O Arouca era a equipa mais perigosa e os estudantes estavam a acusar a fadiga do jogo a meio da semana, perdendo, invariavelmente, os duelos no meio do terreno. Roberto, num cruzamento remate venenoso e Ericson na sequência de um canto, visaram a baliza de Ricardo Ribeiro, respondendo Chiquinho, o mais inconformado dos estudantes, para boa defesa de Bracali. Até que chegamos aos últimos dez minutos do tempo regulamentar, altura em que Miguel Leal trocou de pontas-de-lança, fazendo entrar Areias para o lugar do desinspirado Roberto. A entrada do ponta-de-lança português teve efeito imediato, tendo combinado com o também vindo do banco Erick Salles, que foi derrubado por João Real dentro da área. Na cobrança do castigo máximo, Palocevic não tremeu e fez o golo da vitória arouquense, quando o relógio marcava 84 minutos.

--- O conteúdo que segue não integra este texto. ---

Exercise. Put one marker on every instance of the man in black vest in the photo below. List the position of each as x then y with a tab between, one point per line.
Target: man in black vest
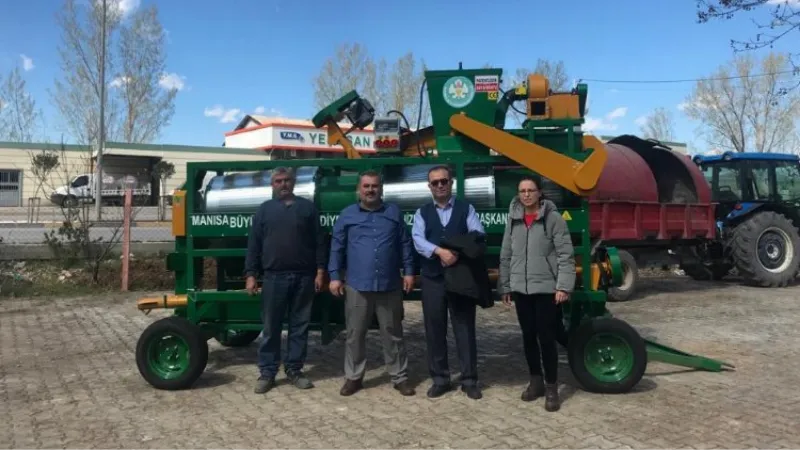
443	218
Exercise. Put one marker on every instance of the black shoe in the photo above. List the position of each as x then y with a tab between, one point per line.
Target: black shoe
350	387
299	380
404	388
264	384
438	390
551	400
534	390
472	391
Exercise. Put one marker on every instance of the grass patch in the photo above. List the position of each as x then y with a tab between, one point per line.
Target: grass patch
49	278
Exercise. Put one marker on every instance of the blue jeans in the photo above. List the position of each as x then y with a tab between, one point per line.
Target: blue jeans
282	293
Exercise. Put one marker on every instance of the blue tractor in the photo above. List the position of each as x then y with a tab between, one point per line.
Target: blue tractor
758	199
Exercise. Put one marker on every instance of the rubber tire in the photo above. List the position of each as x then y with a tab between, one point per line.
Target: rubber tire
240	339
198	352
616	294
618	327
744	249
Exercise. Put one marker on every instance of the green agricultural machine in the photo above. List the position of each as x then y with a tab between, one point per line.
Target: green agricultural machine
469	108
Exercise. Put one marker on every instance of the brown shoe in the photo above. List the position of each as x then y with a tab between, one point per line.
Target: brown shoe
405	388
551	400
351	387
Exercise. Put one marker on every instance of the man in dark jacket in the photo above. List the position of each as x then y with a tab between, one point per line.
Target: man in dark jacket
443	219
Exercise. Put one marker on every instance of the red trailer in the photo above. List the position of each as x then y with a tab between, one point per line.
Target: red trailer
648	201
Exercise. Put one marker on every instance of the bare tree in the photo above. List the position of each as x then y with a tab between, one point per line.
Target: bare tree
140	104
79	241
18	113
352	68
784	18
147	108
77	96
743	107
659	125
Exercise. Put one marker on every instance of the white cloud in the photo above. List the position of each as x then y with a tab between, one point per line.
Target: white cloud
128	6
172	81
605	123
27	63
781	2
224	115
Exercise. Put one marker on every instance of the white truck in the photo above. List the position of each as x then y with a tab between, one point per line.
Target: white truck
81	189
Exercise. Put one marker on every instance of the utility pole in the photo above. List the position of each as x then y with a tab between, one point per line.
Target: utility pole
98	181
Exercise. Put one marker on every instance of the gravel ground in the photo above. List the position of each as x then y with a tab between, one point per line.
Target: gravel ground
68	379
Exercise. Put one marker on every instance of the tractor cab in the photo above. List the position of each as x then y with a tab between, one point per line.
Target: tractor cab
741	182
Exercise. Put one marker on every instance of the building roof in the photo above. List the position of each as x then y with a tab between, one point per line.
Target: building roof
256	121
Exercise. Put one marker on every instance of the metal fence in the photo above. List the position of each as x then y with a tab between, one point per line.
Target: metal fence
24	226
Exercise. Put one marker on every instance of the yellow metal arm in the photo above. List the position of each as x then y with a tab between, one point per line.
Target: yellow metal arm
579	177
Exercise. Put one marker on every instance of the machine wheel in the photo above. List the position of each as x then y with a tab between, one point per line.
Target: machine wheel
233	338
172	353
607	356
766	250
630	279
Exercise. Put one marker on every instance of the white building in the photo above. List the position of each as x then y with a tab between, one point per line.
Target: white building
255	138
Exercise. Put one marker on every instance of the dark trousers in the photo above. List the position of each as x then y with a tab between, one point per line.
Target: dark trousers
435	305
538	318
291	293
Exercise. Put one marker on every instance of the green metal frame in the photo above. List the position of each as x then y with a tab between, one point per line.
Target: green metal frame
224	236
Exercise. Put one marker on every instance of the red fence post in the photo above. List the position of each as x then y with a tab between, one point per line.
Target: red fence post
126	239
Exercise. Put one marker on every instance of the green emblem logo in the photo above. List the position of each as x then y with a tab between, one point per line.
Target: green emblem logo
458	92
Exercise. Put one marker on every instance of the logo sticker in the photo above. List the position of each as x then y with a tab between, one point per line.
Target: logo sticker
458	92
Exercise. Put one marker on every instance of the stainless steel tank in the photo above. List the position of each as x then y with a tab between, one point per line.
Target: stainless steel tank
245	191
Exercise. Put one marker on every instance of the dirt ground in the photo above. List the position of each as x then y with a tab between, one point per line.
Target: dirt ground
68	379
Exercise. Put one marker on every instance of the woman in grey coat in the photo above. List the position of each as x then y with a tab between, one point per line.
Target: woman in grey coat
537	273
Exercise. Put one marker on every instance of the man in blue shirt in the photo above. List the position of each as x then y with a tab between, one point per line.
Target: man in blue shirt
445	217
370	245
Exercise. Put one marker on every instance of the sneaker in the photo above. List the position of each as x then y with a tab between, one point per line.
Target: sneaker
299	380
264	384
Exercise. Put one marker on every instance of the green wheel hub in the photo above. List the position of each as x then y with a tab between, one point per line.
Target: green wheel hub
608	357
168	357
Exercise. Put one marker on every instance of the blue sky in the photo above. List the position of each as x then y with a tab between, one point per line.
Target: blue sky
243	55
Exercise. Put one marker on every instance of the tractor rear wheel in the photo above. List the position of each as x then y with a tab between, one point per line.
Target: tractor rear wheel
172	353
607	356
766	249
630	279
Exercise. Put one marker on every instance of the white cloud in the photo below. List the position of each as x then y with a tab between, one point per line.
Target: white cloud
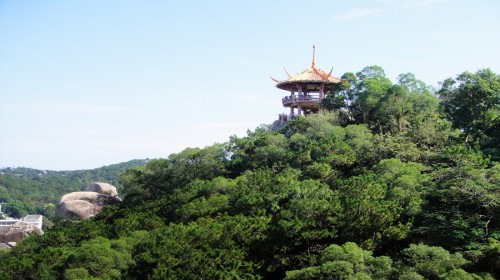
449	35
356	13
412	3
64	108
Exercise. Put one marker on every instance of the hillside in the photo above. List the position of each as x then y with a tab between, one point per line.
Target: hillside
393	182
26	190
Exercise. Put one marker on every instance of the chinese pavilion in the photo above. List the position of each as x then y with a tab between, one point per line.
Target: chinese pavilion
307	89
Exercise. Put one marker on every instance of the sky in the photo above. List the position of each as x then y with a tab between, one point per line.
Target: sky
84	84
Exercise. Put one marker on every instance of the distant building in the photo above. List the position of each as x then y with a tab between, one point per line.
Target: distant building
307	89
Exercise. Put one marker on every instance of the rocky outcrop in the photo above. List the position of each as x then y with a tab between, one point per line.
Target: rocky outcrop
102	188
18	232
88	203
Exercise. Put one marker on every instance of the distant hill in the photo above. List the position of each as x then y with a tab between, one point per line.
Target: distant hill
27	190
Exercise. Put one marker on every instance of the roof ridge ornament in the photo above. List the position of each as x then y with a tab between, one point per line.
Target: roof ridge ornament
314	57
291	77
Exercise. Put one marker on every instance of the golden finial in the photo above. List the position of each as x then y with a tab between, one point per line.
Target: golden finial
314	56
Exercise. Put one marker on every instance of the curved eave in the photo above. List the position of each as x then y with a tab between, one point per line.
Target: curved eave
287	85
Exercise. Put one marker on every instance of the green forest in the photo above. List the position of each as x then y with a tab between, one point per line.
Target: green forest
391	181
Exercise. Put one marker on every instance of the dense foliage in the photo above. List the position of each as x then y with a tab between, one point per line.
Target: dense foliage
391	183
30	191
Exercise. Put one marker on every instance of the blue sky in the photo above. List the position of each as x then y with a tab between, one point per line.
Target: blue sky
90	83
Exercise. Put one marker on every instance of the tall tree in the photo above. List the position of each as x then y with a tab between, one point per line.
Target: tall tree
472	103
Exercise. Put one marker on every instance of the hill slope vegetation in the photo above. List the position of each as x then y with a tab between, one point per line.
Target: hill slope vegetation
392	183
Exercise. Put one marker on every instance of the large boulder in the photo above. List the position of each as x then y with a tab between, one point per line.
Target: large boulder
18	232
102	188
87	203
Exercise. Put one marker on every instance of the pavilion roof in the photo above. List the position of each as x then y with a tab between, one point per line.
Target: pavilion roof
311	75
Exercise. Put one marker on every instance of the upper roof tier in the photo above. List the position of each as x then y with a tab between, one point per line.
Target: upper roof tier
311	76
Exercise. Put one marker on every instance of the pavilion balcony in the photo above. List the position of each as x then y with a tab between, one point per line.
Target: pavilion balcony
292	101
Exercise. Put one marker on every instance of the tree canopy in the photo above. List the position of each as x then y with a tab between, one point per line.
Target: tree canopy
391	181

Palocevic não tremeu da marca dos 11 metros
Fonte: Bola na Rede

Até final, a Briosa, com mais coração do que cabeça, ia despejando bolas na área arouquense, mas sem perigo relativo. Mais perigo tiveram as investidas de Areias e de Bukia que, com a Académica toda balanceada para o ataque, poderiam ter sentenciado o jogo.

O resultado não se alteraria e foi muito festejado pelo Arouca, que conseguiu vencer novamente em casa, algo que já não acontecia há três jogos. A Académica perdeu uma boa oportunidade para se afastar dos rivais diretos, mas continua em boa posição para alcançar a subida de divisão. Nota ainda para a grande moldura humana presente no Municipal de Arouca, quer no apoio à equipa da casa, quer as centenas de adeptos que viajaram desde Coimbra para apoiar a equipa forasteira.